Kissinger, the ultimate realpolitiker, had no qualms about dealing with Mao, the Soviet leadership, the North Vietnamese and an assortment of minor villains whom we thought useful. He always affirmed that it is national interest rather than ideology that ultimately determines a country’s foreign policy. He thought that the structure and distribution of power were the prime factors that defined choices. He preached relativism rather than absolutes. Diplomatic success was to be found in accepting the less-than-ideal arrangement because alternatives were more dangerous.

 

Kissinger’s expressed views on the Ukraine conflict illustrate the subtle interplay of elements in his precepts and their application in individual cases. Early on, he criticized the hostile reaction to Putin’s actions in Ukraine in explaining his voiced concerns about how the American move to shift the country into the NATO / EU bloc threatened Russia’s legitimate geostrategic interests. Subsequently, he has justified the Western strategy while noting that Ukraine’s eventual membership in NATO would be a good thing – on balance. Vintage Kissinger.

 

There is a simple reason for this fluctuation independent of abstract ideas and philosophy. Kissinger has always been obsessed by a desire to be in on the action – even as a behind-the-scenes whisperer. He cannot stand being relegated to the sidelines. Throughout his career, he has been ready to bend with the political and ideological winds of diverse persons and administrations. Whatever the apparent superficial contradictions, they will be more than offset by preserving the opportunity to have his wise counsel heard. So, in the instance of Ukraine, the inflexible American dedication to backing Ukraine to the bitter end dictates that he should avoid criticizing it since that would mean exclusion.

 

Ukraine itself, of course, is just the focal point for more far-reaching strategic issues. The United States is now explicit about the intention to retain its global dominance; it casts rivals China and Russia as mortal enemies who must be confronted on all fronts; it rejects any idea of a global condominium, of multipolarity of institutionalized multilateralism; they, in turn, have formed a multifaceted partnership to reshape the international system in a manner that would relegate American hegemony to history. Kissinger has not addressed these macro issues in any of his public comments. We wonder as to what he conceives to be a viable future and what we might do to achieve it.

 

One thing we can say with confidence. If Kissinger were captaining American foreign policy, we would not be girding ourselves for all-out ‘war’ with China and Russia for no compelling security reason - without a definable goal, a coherent strategy, a clear measure of success, or contingency plans. An endless slog through the 21st century is not something that he would view with equanimity. Everything is relative; these days, things are more relative than ever.

 

Notes

1] See Niall Ferguson, Kissinger 1923-1968: The Idealist (Penguin 2015)

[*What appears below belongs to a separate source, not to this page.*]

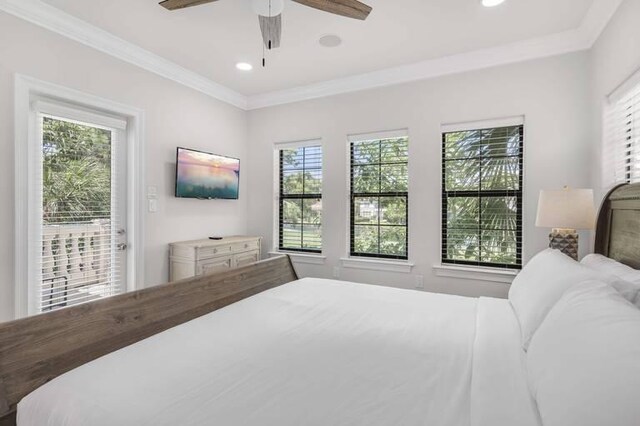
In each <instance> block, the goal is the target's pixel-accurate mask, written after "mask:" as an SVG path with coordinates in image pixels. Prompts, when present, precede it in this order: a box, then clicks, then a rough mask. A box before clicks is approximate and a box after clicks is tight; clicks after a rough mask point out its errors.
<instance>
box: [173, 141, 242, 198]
mask: <svg viewBox="0 0 640 426" xmlns="http://www.w3.org/2000/svg"><path fill="white" fill-rule="evenodd" d="M239 186H240V160H239V159H237V158H231V157H223V156H221V155H214V154H209V153H207V152H201V151H195V150H192V149H186V148H178V153H177V161H176V197H182V198H201V199H214V198H222V199H227V200H236V199H238V187H239Z"/></svg>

2] See Greg Grandin, The Long Reach of America’s Most Controversial Statesman (Metropolitan Books 2015)

3] There is a certain similarity between this formulations and Barack Obama’s main theme in his Nobel acceptance speech in 2009. There, Obama compared himself favourably with Gandhi and Martin Luther King insofar as he, a man of virtue, had the dual obligation to protect his people even while affirming higher ethical principles.

4] The 2009 coup and expulsion of President Zelaya prompted the Organization of American States to suspend Honduras. The Obama administration pressed for a “compromise” that consolidated the hold of the junta, led to a rigged election, made Honduras a major hub for the drug cartels and vaulted it into the position of topping the list of global murder capitals.